BERLIN, March 27 (Brenza Latin) Bernhard Schultz Ship Management, the German marine company responsible for the technical management of the Evergreen ship, has warned that it could take days or even weeks for traffic to resume via the Sovereign Canal.
The first attempt to defeat the 400-meter-long container vessel that ran four days ago this Friday failed, which is why experts say the waterway is the 10 percent crossing route in international maritime trade.
At 193.3 kilometers long, it is the shortest sea route between the ports of the Atlantic and Indian Oceans, for which about 50 ships pass through it daily, paying a total of eight million dollars.
By sea, the ship could not carry dozens of ships to the Suez Canal, one of the world’s most important trade routes, and the siege cost the world economy $ 400 million an hour.
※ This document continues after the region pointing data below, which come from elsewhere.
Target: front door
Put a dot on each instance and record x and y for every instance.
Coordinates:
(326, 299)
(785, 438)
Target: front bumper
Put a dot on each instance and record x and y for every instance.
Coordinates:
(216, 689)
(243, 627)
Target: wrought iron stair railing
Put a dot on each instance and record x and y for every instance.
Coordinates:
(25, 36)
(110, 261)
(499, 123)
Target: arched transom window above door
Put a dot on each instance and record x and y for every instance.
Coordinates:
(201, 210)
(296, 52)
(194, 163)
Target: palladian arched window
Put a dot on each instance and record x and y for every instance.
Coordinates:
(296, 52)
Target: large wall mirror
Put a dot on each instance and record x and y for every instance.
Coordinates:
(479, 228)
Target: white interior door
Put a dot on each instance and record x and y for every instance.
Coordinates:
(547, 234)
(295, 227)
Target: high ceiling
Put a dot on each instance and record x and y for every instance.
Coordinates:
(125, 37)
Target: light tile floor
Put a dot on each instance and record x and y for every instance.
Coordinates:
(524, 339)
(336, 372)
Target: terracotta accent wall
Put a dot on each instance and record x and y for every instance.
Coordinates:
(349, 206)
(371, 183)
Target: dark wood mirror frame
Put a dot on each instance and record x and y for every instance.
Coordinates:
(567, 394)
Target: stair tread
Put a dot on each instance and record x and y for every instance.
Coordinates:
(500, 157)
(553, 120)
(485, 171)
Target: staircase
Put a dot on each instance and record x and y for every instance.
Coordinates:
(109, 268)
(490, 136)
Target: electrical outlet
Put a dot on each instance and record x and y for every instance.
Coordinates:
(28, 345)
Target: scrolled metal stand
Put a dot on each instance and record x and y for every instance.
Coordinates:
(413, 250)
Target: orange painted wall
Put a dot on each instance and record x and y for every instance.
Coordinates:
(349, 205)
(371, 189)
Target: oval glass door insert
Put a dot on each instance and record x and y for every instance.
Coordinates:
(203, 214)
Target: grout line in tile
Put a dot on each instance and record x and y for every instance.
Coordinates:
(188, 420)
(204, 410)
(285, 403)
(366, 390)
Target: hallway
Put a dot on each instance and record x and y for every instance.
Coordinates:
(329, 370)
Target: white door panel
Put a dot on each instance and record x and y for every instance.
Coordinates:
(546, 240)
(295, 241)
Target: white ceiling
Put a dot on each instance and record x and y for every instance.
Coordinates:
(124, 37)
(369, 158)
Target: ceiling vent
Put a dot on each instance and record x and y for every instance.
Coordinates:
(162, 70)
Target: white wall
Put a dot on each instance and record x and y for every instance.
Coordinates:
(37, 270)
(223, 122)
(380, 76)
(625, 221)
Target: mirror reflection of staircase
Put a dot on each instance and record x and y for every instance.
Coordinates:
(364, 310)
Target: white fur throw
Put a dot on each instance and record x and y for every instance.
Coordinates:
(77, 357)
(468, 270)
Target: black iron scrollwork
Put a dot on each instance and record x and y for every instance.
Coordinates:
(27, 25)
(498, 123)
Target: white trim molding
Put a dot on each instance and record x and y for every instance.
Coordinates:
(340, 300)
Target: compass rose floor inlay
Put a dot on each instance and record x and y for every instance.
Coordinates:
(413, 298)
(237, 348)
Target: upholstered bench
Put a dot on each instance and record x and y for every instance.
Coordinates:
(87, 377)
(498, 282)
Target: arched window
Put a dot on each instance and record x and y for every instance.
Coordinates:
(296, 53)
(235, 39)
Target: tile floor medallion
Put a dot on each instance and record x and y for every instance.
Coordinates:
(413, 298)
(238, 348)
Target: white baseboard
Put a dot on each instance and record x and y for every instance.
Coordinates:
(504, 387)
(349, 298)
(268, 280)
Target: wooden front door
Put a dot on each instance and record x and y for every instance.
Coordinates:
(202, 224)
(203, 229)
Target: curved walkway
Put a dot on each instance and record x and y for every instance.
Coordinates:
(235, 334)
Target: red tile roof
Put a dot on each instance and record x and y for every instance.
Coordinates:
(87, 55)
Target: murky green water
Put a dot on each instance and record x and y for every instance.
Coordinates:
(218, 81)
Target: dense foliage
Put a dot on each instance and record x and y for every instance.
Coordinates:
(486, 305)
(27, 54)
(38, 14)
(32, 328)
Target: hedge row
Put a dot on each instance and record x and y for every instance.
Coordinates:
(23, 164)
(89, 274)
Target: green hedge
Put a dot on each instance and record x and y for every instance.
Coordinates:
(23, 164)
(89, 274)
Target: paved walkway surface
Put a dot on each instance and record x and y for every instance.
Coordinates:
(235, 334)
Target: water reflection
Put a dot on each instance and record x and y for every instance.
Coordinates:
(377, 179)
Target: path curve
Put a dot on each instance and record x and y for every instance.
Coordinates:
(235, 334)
These calculations by the Taiwanese newspaper Commercial Times take into account that the main oil supply route from the Middle East to Europe and the United States is about 600 thousand barrels of crude a day.
Each year, shipping fees from around the world through this channel contribute more than five billion dollars to Egypt’s budget. By 2020, according to the Suez Canal Authority, 18,829 vessels had sailed there, and revenue, despite epidemics, reached $ 5.61 billion.
The Kuwaiti Gulf Agency has warned that if this is interrupted, it could have serious repercussions globally and have an impact on the prices of oil and other commodities.
Many oil tankers with 10 to 13 million barrels (10.5 to 14.7 per cent of world daily consumption) are stuck in the canal, Egyptian sources point out, a situation that threatens to change the timetable for oil deliveries. This Friday saw a rise in the price of crude oil and derivatives.
According to experts, if this situation continues, ships will begin to circle Africa via the Cape of Good Hope, which will significantly increase the length of a route and the cost of delivering goods.
In addition, the lack of tankers will increase the cost of cargo, as well as the price of marine fuel, which is constantly being produced from oil.
However, Bloomberg analysts predict that buyers in Europe and the United States will now be able to trade oil from the Middle East to other parts of the Gulf of Mexico, the North Sea, Russia and West Africa.
As a result, they predict that the Mars mix will also require crude from the Urals and Asia and the Russian Far East.